CMS is proposing new personalization options for Medicare
Advantage plans aimed at improving value for members with chronic conditions.
January 31,
2019 - CMS is proposing
significant changes to Medicare Advantage geared towards expanding choice and
increasing competitiveness in a highly lucrative market.
The proposals
would increase the number and scope of supplemental benefits available to
Medicare Advantage (MA) members and would open up the option of tailoring
benefit packages to patients with certain chronic conditions.
“CMS is
committed to modernizing Medicare and our top priority is to ensure that
seniors have more choices and affordable options in receiving their Medicare
benefits,” said CMS Administrator Seema Verma.
“Medicare
Advantage enrollment is at an all-time high as more and more seniors are
choosing to enroll in private Medicare health and drug plans, and we need to
maximize competition by providing plans the flexibility to meet patients’
needs.”
CMS is
soliciting comment on changes that would take place for the 2020 plan year,
including the option to create customizable plans to address the social determinants
of health for chronic disease patients.
Plans may have
the opportunity to add tailored coverage for non-emergency transportation or
home delivery of meals for individuals with food insecurity in an effort to
prevent crisis events and expensive utilization of emergency and inpatient
services.
“The Bipartisan
Budget Act of 2018 amended the statute to allow MA plans, beginning CY2020, to
offer non-primarily health related supplemental benefits to chronically ill
enrollees,” CMS explained.
“The law also
permits the Secretary, only with respect to supplemental benefits provided to a
chronically ill enrollee under the new provision, to waive uniformity
requirements, allowing MA plans to vary these supplemental benefits based on
the individual enrollee’s specific medical condition and needs.”
Because plans
do not have to be uniform, payers have the opportunity to create coverage
specifically suited for individuals with common challenges, such as a plan for
diabetics that focuses on offering dietary support.
“In the draft Call
Letter, we provide guidance about these new special supplemental
benefits for the chronically ill, including the definition of a chronic
condition and how to submit these benefits in the MA bid. We are soliciting
stakeholder feedback on this proposed guidance.”
The proposals
also suggest new ways to address opioid abuse within Medicare Advantage.
“CMS is
encouraging Medicare Advantage plans to take advantage of new flexibilities to
offer targeted benefits and cost sharing reductions for patients with chronic
pain or undergoing addiction treatment, and encouraging Part D plans to provide
lower cost sharing for opioid-1reversal agents,” the agency said.
Previous
changes to overutilization policies resulted in a 14 percent decrease in the
share of Part D beneficiaries using opioids between 2010 and 2017. The
largest decrease, 5 percent, took place between 2016 and 2017 as the focus on
opioid abuse sharpened at the federal and local levels.
CMS is
proposing that opioid use measures be included in the Star Ratings for Medicare
Advantage plans.
“We are
updating the methodology for measures currently on or under consideration for
our display page, including: Use of Opioids at High Dosage and from Multiple
Providers (OHDMP) (current display measure); Use of Opioids at High Dosage
(OHD) and Use of Opioids from Multiple Providers (OMP) measures (proposed
display measure); and Concurrent Use of Opioids and Benzodiazepines (COB)
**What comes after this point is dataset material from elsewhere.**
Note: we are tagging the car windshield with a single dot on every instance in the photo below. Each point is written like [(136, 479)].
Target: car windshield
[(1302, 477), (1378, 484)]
(proposed display measure),” the agency stated.
“Reporting
measures on the display page is a necessary step before the measure can be
formally adopted as part of the Star Ratings through rulemaking.”
Additional
changes to the Star Ratings program include rating adjustments in 2020 for
plans experiencing “extreme and uncontrollable circumstances,” such as
hurricanes and other natural disasters.
The proposals
would also remove several measures in 2022, such as adult BMI assessment and
the number of appeals upheld, and would implement a temporary suspension of the
“controlling high blood pressure” measure to account for recent major changes
in clinical guidelines.
The changes are
intended to give beneficiaries a clearer understanding of how Medicare
Advantage plans operate while bringing additional value to consumers through
more personalized benefit options.
The public
comment period is open until March 1, 2019. The document will be
published in its finalized form no later than April 1, 2019. To share
commentary on the proposals, go to Regulations.gov
and enter docket number “CMS-2018-0154” in the search field.